Re: [PATCH v4 2/6] can: etas_es58x: add devlink support

From: Alan Stern
Date: Mon Nov 28 2022 - 10:50:45 EST


On Mon, Nov 28, 2022 at 02:32:23PM +0900, Vincent MAILHOL wrote:
> On Mon. 28 Nov. 2022 at 10:34, Vincent MAILHOL
> <mailhol.vincent@xxxxxxxxxx> wrote:
> > On Mon. 28 Nov. 2022 at 00:41, Alan Stern <stern@xxxxxxxxxxxxxxxxxxx> wrote:
> > > On Sun, Nov 27, 2022 at 02:10:32PM +0900, Vincent MAILHOL wrote:
> > > > > Should devlink_free() be after usb_set_inftdata()?
> > > >
> > > > A look at
> > > > $ git grep -W "usb_set_intfdata(.*NULL)"
> > > >
> > > > shows that the two patterns (freeing before or after
> > > > usb_set_intfdata()) coexist.
> > > >
> > > > You are raising an important question here. usb_set_intfdata() does
> > > > not have documentation that freeing before it is risky. And the
> > > > documentation of usb_driver::disconnect says that:
> > > > "@disconnect: Called when the interface is no longer accessible,
> > > > usually because its device has been (or is being) disconnected
> > > > or the driver module is being unloaded."
> > > > Ref: https://elixir.bootlin.com/linux/v6.1-rc6/source/include/linux/usb.h#L1130
> > > >
> > > > So the interface no longer being accessible makes me assume that the
> > > > order does not matter. If it indeed matters, then this is a foot gun
> > > > and there is some clean-up work waiting for us on many drivers.
> > > >
> > > > @Greg, any thoughts on whether or not the order of usb_set_intfdata()
> > > > and resource freeing matters or not?
> > >
> > > In fact, drivers don't have to call usb_set_intfdata(NULL) at all; the
> > > USB core does it for them after the ->disconnect() callback returns.
> >
> > Interesting. This fact is widely unknown, cf:
> > $ git grep "usb_set_intfdata(.*NULL)" | wc -l
> > 215
> >
> > I will do some clean-up later on, at least for the CAN USB drivers.
> >
> > > But if a driver does make the call, it should be careful to ensure that
> > > the call happens _after_ the driver is finished using the interface-data
> > > pointer. For example, after all outstanding URBs have completed, if the
> > > completion handlers will need to call usb_get_intfdata().
> >
> > ACK. I understand that it should be called *after* the completion of
> > any ongoing task.
> >
> > My question was more on:
> >
> > devlink_free(priv_to_devlink(es58x_dev));
> > usb_set_intfdata(intf, NULL);
> >
> > VS.
> >
> > usb_set_intfdata(intf, NULL);
> > devlink_free(priv_to_devlink(es58x_dev));
> >
> > From your comments, I understand that both are fine.
>
> Do we agree that the usb-skeleton is doing it wrong?
> https://elixir.bootlin.com/linux/latest/source/drivers/usb/usb-skeleton.c#L567
> usb_set_intfdata(interface, NULL) is called before deregistering the
> interface and terminating the outstanding URBs!

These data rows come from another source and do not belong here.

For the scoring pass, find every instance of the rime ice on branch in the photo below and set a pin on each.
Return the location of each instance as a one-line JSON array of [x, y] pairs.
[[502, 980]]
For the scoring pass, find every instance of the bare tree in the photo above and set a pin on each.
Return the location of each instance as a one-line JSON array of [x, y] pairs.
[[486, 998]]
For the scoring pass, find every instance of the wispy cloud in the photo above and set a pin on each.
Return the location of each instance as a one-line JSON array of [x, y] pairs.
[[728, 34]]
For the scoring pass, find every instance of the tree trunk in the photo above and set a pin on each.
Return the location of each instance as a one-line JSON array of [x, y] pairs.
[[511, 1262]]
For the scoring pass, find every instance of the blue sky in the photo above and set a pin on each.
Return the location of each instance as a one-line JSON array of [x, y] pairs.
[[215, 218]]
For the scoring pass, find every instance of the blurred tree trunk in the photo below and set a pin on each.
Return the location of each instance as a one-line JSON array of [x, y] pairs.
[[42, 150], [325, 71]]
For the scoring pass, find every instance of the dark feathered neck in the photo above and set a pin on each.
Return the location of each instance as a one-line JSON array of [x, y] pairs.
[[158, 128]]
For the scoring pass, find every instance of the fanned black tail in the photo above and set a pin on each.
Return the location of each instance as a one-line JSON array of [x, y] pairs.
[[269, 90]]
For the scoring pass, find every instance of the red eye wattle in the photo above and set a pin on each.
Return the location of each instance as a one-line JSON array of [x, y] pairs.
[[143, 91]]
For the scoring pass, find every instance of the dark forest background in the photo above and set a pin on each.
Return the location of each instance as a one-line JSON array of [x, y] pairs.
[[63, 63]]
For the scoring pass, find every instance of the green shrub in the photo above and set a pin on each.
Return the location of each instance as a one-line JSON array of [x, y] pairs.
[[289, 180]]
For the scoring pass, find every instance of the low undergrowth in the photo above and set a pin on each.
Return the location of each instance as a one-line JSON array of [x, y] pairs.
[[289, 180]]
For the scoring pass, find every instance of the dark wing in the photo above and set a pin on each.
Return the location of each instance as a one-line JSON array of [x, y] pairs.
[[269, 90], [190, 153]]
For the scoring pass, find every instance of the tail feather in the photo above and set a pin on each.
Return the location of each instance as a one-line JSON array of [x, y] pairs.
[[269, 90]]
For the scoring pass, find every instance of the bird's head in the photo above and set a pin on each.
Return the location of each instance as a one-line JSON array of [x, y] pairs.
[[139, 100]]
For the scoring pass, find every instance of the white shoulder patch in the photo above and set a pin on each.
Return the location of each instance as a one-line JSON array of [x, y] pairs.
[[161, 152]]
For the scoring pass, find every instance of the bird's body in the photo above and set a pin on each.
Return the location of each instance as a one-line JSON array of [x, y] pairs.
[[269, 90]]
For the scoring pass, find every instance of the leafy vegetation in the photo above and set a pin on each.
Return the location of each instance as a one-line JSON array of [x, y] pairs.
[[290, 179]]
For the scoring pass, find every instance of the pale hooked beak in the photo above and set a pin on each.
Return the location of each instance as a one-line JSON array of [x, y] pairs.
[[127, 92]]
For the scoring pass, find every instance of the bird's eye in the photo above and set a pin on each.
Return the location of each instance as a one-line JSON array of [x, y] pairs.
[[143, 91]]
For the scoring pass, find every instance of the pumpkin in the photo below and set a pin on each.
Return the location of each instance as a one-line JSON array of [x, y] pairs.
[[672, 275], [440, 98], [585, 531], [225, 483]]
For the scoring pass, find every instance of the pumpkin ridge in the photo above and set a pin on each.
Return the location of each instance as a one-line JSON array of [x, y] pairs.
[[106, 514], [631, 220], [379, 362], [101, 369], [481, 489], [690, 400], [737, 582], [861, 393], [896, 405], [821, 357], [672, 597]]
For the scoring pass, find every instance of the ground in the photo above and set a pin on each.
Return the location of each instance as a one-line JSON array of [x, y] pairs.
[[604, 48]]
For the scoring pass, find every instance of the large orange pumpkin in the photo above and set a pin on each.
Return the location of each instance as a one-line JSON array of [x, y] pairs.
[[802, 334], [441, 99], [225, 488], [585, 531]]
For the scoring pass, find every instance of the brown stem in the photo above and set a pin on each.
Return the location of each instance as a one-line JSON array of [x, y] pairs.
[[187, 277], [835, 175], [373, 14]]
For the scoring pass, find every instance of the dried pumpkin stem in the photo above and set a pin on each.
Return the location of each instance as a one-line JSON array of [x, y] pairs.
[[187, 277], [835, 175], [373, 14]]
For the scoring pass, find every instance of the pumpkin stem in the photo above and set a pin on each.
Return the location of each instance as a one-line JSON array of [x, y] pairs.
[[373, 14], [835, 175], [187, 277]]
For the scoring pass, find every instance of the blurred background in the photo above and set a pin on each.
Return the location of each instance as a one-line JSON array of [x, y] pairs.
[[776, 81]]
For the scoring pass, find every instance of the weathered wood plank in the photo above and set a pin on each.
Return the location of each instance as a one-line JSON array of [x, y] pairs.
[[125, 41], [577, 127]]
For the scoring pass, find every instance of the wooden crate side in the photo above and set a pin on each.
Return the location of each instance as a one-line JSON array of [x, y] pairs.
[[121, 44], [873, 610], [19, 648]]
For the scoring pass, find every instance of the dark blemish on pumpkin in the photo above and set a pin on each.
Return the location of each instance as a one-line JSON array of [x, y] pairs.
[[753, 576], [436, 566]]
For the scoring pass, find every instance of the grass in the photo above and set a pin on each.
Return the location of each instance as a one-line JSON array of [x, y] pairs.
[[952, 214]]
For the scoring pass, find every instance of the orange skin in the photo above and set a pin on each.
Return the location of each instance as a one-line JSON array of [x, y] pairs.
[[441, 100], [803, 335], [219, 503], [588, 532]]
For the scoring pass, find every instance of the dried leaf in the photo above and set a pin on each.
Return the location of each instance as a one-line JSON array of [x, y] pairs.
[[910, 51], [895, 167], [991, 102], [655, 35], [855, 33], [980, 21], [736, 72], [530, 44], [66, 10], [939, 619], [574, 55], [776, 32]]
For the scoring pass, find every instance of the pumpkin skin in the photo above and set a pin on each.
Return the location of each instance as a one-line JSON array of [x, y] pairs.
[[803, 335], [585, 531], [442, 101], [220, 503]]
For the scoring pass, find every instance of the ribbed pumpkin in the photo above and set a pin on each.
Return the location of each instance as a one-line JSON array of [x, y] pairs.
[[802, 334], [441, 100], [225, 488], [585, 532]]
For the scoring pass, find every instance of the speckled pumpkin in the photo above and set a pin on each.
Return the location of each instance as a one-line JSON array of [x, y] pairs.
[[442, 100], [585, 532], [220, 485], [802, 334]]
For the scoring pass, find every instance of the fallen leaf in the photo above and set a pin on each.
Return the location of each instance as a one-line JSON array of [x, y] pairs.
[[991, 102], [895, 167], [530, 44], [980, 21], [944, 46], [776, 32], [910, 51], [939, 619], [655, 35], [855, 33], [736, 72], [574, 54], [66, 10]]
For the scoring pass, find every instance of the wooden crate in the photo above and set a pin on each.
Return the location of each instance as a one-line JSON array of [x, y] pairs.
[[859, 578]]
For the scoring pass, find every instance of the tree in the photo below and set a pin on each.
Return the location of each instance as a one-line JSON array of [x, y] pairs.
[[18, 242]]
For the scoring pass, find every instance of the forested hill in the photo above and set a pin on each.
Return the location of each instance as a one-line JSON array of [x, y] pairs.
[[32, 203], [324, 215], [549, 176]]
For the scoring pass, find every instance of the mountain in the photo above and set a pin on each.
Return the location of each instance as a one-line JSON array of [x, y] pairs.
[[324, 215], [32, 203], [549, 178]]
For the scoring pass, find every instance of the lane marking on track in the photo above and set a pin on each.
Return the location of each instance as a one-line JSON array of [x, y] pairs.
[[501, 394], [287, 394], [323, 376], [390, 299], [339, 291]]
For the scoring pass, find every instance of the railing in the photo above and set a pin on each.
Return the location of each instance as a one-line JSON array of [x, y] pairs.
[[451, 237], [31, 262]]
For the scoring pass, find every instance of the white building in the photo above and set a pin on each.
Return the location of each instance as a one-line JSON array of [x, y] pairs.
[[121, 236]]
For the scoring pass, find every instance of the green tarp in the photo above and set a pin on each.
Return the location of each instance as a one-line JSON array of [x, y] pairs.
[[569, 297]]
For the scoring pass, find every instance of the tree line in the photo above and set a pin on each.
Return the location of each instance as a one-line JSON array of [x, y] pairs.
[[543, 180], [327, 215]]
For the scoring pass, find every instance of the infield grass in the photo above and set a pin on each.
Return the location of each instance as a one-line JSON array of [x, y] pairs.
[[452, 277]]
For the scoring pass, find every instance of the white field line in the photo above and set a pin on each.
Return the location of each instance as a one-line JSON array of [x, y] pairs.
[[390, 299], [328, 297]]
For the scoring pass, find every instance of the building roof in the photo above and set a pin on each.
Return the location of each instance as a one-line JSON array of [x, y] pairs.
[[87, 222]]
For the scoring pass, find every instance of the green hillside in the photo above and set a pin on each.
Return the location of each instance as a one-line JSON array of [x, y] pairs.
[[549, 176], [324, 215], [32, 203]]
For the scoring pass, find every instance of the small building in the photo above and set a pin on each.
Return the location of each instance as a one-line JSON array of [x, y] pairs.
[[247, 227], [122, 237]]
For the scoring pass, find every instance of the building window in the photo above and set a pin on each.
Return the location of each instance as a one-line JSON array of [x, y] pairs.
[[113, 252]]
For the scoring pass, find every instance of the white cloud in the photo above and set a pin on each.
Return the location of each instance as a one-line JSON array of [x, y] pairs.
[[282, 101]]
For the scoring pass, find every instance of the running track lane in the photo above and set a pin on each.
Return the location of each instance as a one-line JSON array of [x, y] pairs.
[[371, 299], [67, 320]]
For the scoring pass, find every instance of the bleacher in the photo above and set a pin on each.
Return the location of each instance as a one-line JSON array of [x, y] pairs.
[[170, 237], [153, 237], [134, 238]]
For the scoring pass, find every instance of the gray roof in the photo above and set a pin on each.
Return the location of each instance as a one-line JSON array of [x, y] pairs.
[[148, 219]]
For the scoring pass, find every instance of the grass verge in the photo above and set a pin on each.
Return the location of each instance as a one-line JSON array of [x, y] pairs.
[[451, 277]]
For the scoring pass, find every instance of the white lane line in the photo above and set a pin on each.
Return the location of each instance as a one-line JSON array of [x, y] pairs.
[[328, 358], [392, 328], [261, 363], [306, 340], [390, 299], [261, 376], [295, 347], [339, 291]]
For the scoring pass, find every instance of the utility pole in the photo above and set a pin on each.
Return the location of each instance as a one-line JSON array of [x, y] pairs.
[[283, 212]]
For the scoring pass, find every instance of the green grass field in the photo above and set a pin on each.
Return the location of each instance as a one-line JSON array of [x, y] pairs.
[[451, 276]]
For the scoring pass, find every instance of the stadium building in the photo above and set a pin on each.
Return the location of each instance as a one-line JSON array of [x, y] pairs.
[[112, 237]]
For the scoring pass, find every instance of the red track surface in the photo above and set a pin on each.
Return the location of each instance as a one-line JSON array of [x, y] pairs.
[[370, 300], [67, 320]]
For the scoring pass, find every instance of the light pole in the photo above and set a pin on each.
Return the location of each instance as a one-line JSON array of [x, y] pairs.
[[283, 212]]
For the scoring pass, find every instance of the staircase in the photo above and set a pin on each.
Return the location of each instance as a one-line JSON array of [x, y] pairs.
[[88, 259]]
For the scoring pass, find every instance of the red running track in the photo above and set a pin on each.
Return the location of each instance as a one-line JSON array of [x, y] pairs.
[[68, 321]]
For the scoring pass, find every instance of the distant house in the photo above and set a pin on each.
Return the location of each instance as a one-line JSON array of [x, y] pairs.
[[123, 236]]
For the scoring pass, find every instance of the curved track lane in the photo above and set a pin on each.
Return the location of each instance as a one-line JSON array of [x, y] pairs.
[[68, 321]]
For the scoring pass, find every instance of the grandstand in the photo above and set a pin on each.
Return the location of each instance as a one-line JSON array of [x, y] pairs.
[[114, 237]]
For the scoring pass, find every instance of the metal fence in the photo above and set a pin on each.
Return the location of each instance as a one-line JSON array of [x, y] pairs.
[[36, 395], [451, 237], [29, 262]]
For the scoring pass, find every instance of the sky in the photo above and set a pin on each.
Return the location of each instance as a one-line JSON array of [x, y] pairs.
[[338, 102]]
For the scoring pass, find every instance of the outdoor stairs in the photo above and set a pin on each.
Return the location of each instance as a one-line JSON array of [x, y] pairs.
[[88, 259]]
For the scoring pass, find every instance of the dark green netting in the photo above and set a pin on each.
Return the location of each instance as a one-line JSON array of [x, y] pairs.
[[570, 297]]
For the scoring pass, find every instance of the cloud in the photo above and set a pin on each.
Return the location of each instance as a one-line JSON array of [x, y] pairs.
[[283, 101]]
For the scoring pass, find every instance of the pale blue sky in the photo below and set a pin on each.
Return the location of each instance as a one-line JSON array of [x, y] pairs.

Going through the usb-skeleton.c source code, you will find that
usb_get_intfdata() is called from only a few routines:

skel_open()
skel_disconnect()
skel_suspend()
skel_pre_reset()
skel_post_reset()

Of those, all but the first are called only by the USB core and they are
mutually exclusive with disconnect processing (except for
skel_disconnect() itself, of course). So they don't matter.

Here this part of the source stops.